Mike Huckabee Pardon Controversy

Former Arkansas Governor and 2008 Presidential hopeful Mike Huckabee's clemency record has come back to haunt him yet again, kick starting a torrential firestorm of controversy after a violent felon whose sentence was commuted by Mike Huckabee murdered four policemen.

As many commentators have repeated over and over, after something like this, he can more or less kiss any prospects of a 2012 run goodbye. The pundits have also been quick to remind us that this was not Huckabee's first "Willie Horton" moment.

(Interestingly, the day this story broke, I had already published an extensive list of criticisms of Mike Huckabee that included his commutation of a convicted rapist who went on to rape and murder a woman in Arkansas' neighboring state of Missouri.)

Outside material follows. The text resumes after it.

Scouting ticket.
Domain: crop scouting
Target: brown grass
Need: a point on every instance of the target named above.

But there's a bigger story and a bigger picture here than Mike Huckabee's terrible record of leniency on hardened, violent criminals, and how it will affect any prospects he has of a 2012 presidential bid. That story is our entire country's upside-down system of punishments and legal sanctions against criminals.

At this moment, America is jailing record numbers of its population, with far more incarcerations than any other country in the world. According to the Bureau of Justice Statistics one fifth of state prison populations were held for drug crimes in 2005, and "Drug offenders, up 37%, represented the largest source of jail population growth between 1996 and 2002."

Why is it that the United States feel the need to harass and jail casual drugs users at every step of way, while so many states bend over backwards to put truly violent, truly dangerous, truly hardened criminals back onto our streets to rape and murder again and again? Does that make any sense at all?

And while punishing someone for the simple and in itself, nonthreatening act of possessing a small amount of marijuana, why do we let DUI offenders off so comparatively easily, who actually endanger others by operating automobiles in a state of incapacitation? All of this just seems completely unjust, immoral, and stupidly impractical to me.

The very hour this violent thug was on the streets murdering policemen, someone was sitting in a cell for a small amount of pot. If their places had been switched, the drug "offender" would have gone home and smoked with some friends while listening to music and the policemen would have gotten to live and enjoy their lives and families.

Why on that day was the drug offender in a cell and the violent thug allowed to roam our streets? How isn't that the most backward, the most impractical, the most unjust, the most stubbornly stupid way to run a police force and justice system? Someone, answer me, how?!